Zero Names: It’s a Temporary

Temporaries are also special: if you want to avoid copies, avoid providing names to variables.

void OperatesOnVector(const std::vector<int>& v);

// No copies: the values in the vector returned by GetSomeInts()
// will be moved (O(1)) into the temporary constructed between these
// calls and passed by reference into OperatesOnVector().
OperatesOnVector(GetSomeInts());

Beware: Zombies

The above (other than std::move() itself) is hopefully pretty intuitive, it’s just that we all built up weird notions of copies in the years pre-dating C++11. For a language without garbage collection, this type of accounting gives us an excellent mix of performance and clarity. However, it’s not without dangers, and the big one is this: what is left in a value after it has been moved from?

T bar = std::move(foo);
CHECK(foo.empty()); // Is this valid? Maybe, but don’t count on it.

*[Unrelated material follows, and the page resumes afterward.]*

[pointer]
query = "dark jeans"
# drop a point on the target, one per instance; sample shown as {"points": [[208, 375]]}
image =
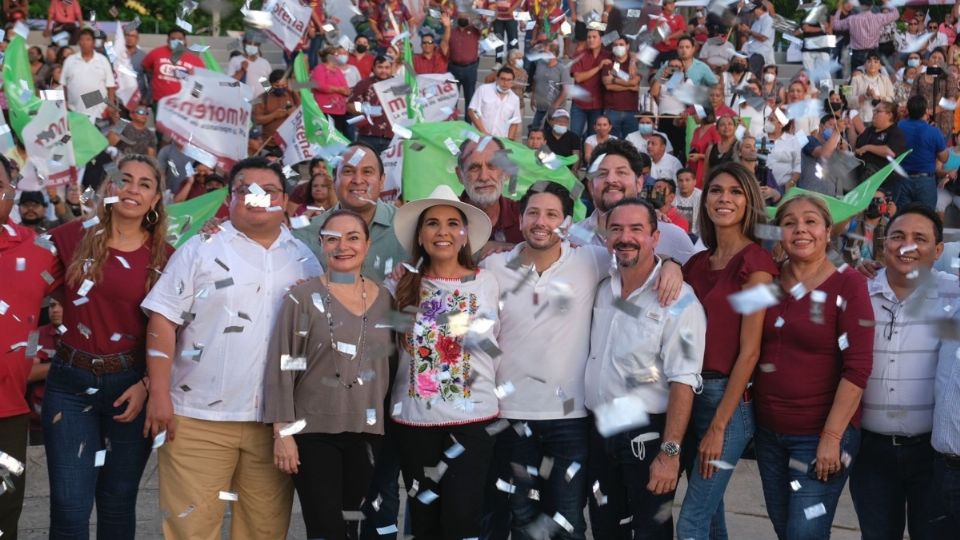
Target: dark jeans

This is one of the major difficulties: what can we say about these leftover values? For most standard library types, such a value is left in a “valid but unspecified state.” Non-standard types usually hold to the same rule. The safe approach is to stay away from these objects: you are allowed to re-assign to them, or let them go out of scope, but don’t make any other assumptions about their state.

Clang-tidy provides some some static-checking to catch use-after move with the bugprone-use-after-move check. However, static-analysis won’t ever be able to catch all of these - be on the lookout. Call these out in code review, and avoid them in your own code. Stay away from the zombies.

Wait, `std::move` Doesn’t Move?

Yeah, one other thing to watch for is that a call to std::move() isn’t actually a move itself, it’s just a cast to an rvalue-reference. It’s only the use of that reference by a move constructor or move assignment that does the work.

std::vector<int> foo = GetSomeInts();
std::move(foo); // Does nothing.
// Invokes std::vector<int>’s move-constructor.
std::vector<int> bar = std::move(foo);

This should almost never happen, and you probably shouldn’t waste a lot of mental storage on it. I really only mention it if the connection between std::move() and a move constructor was confusing you.

Aaaagh! It’s All Complicated! Why!?!

First: it’s really not so bad. Since we have move operations in the majority of our value types (including protobufs), we can do away with all of the discussions of “Is this a copy? Is this efficient?” and just rely on name counting: two names, a copy. Fewer than that: no copy.

Ignoring the issue of copies, value semantics are clearer and simpler to reason about. Consider these two operations:

void Foo(std::vector<string>* paths) {
  ExpandGlob(GenerateGlob(), paths);
}

std::vector<string> Bar() {
  std::vector<string> paths;
  ExpandGlob(GenerateGlob(), &paths);
  return paths;
}

Are these the same? What about if there is existing data in *paths? How can you tell? Value semantics are easier for a reader to reason about than input/output parameters, where you need to think about (and document) what happens to existing data, and potentially whether there is an pointer ownership transfer.

Because of the simpler guarantees about lifetime and usage when dealing with values (instead of pointers), it is easier for the compiler’s optimizers to operate on code in that style. Well-managed value semantics also minimizes hits on the allocator (which is cheap but not free). Once we understand how move semantics help rid us of copies, the compiler’s optimizers can better reason about object types, lifetimes, virtual dispatch, and a host of other issues that help generate more efficient machine code.

Since most utility code is now move-aware, we should stop worrying about copies and pointer semantics, and focus on writing simple easy-to-follow code. Please make sure you understand the new rules: not all legacy interfaces you encounter may be updated to return by value (instead of by output parameter), so there will always be a mix of styles. It’s important that you understand when one is more appropriate than the other.